How to force cpu core to flush store buffer in c?

Question

I have an application which has 2 threads , thread A affinity to core 1 and thread B affinity to core 2 , core 1 and core 2 are in the same x86 socket .

thread A do a busy spin of integer x , thread B will increase x under some conditions , When thread B decide to increase x , it invalidate the cache line where x located ,and according to x86 MESI protocal , it store new x to store buffer before core2 receive invalidate ack, then after core2 receive invalidate ack , core2 flush store buffer .

I am wondering , does core2 flush store buffer immediately after core2 receive invalidate ack ?! is there any chance that I can force cpu to do flush store buffer in c language ?! because thread A in core1 spining x should get x new value as early as possible in my case .

So.. ThreadA wastes time on CPUA for no reason while other unrelated processes pound the daylights out of CPUB, then ThreadB finally gets CPUB and increments the variable 1000 times while other unrelated processes pound the daylights out of CPUA; then ThreadA finally gets CPUA again and.. what? Ignores 999 of the increments, or spends ages without checking if the variable is incremented because it's trying to catch up the 1000 it missed? — Brendan, Jan 07 '19 at 11:02

Peter Cordes · Accepted Answer · 2020-06-30T06:28:55.993

10

A core always tries to commit its store buffer to L1d cache (and thus become globally visible) as fast as possible, to make room for more stores.

You can use a barrier (like atomic_thread_fence(memory_order_seq_cst) to make a thread wait for its stores to become globally visible before doing any more loads or stores, but that works by blocking this core, not by speeding up flushing the store buffer.

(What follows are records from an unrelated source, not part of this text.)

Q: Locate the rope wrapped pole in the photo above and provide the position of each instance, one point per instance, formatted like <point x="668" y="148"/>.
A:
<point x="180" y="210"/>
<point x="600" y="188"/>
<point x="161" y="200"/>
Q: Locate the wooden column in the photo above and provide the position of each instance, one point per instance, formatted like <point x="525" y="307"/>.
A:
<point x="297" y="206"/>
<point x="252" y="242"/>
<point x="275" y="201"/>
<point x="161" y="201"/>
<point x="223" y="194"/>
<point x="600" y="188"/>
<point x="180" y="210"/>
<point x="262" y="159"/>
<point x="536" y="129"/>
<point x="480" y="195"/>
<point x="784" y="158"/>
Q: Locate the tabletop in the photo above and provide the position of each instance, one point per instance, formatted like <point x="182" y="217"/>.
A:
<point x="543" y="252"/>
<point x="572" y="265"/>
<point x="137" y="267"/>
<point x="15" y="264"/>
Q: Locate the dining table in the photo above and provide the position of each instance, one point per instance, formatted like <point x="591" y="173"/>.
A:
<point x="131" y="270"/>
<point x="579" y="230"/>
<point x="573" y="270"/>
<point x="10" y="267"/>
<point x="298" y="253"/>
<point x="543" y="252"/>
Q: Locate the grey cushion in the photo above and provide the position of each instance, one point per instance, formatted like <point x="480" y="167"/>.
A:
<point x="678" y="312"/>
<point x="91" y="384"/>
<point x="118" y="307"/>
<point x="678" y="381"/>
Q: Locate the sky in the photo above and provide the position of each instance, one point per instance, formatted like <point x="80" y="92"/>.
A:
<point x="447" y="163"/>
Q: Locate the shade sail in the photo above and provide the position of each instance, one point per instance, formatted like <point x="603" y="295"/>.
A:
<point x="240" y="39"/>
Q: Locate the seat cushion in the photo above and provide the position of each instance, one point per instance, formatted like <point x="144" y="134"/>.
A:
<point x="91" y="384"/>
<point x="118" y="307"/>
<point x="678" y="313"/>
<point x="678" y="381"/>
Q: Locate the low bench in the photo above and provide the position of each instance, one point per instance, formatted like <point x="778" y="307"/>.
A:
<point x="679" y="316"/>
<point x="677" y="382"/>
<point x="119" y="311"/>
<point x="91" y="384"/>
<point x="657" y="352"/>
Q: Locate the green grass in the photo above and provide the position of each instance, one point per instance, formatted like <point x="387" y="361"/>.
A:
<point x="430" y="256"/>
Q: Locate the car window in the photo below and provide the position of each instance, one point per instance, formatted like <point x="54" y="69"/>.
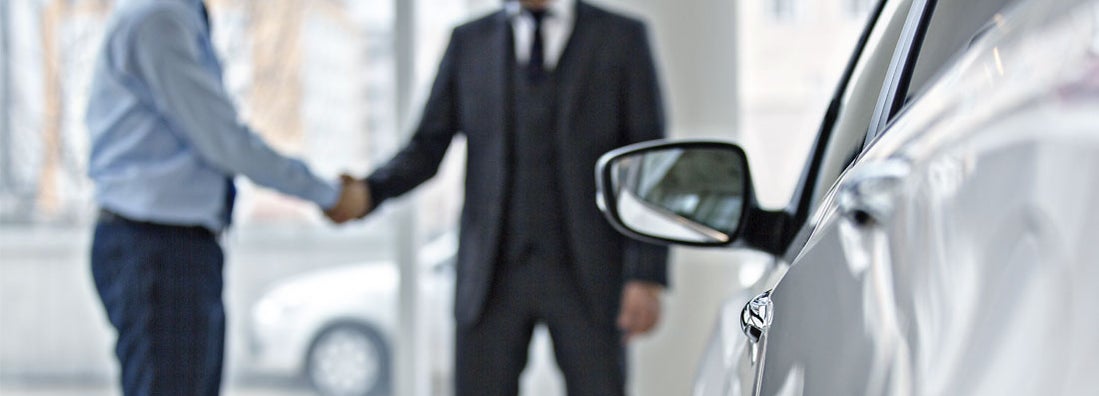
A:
<point x="954" y="26"/>
<point x="861" y="98"/>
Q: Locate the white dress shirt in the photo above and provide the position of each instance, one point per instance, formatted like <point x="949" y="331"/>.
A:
<point x="556" y="29"/>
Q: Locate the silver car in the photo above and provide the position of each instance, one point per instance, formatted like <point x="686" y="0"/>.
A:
<point x="944" y="235"/>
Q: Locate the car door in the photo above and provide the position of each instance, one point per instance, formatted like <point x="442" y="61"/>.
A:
<point x="835" y="329"/>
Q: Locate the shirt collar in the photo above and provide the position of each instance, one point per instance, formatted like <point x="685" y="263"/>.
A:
<point x="563" y="9"/>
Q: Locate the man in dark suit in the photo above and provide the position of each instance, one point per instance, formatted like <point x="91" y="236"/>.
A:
<point x="541" y="89"/>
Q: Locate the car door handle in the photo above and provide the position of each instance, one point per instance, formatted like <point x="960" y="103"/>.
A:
<point x="869" y="196"/>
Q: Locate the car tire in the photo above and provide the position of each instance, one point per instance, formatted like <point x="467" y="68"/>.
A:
<point x="348" y="359"/>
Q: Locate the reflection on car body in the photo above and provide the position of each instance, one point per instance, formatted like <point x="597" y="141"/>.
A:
<point x="942" y="240"/>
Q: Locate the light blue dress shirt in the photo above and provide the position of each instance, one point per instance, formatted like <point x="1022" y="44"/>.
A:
<point x="165" y="135"/>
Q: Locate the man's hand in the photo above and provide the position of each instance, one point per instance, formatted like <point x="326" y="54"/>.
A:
<point x="354" y="201"/>
<point x="641" y="308"/>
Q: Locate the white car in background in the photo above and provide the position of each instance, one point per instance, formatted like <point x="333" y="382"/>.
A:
<point x="337" y="326"/>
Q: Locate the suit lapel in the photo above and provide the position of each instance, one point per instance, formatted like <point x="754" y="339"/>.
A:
<point x="499" y="65"/>
<point x="570" y="69"/>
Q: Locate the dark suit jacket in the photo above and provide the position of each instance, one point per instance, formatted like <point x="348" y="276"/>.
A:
<point x="609" y="97"/>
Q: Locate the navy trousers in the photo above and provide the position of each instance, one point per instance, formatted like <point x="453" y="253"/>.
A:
<point x="162" y="288"/>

Obviously to avoid undefined behaviour in C11, the variable has to be _Atomic. If there's only one writer, you might use tmp = atomic_load_explicit(&x, memory_order_relaxed) and store_explicit of tmp+1 to avoid a more expensive seq_cst store or atomic RMW. acq / rel ordering would work too, just avoid the default seq_cst, and avoid an atomic_fetch_add RMW if there's only one writer.

You don't need the whole RMW operation to be atomic if only one thread ever modifies it, and other threads access it read-only.

Before another core can read data you wrote, it has to make its way from Modified state in the L1d of the core that wrote it out to L3 cache, and from there to the L1d of the reader core.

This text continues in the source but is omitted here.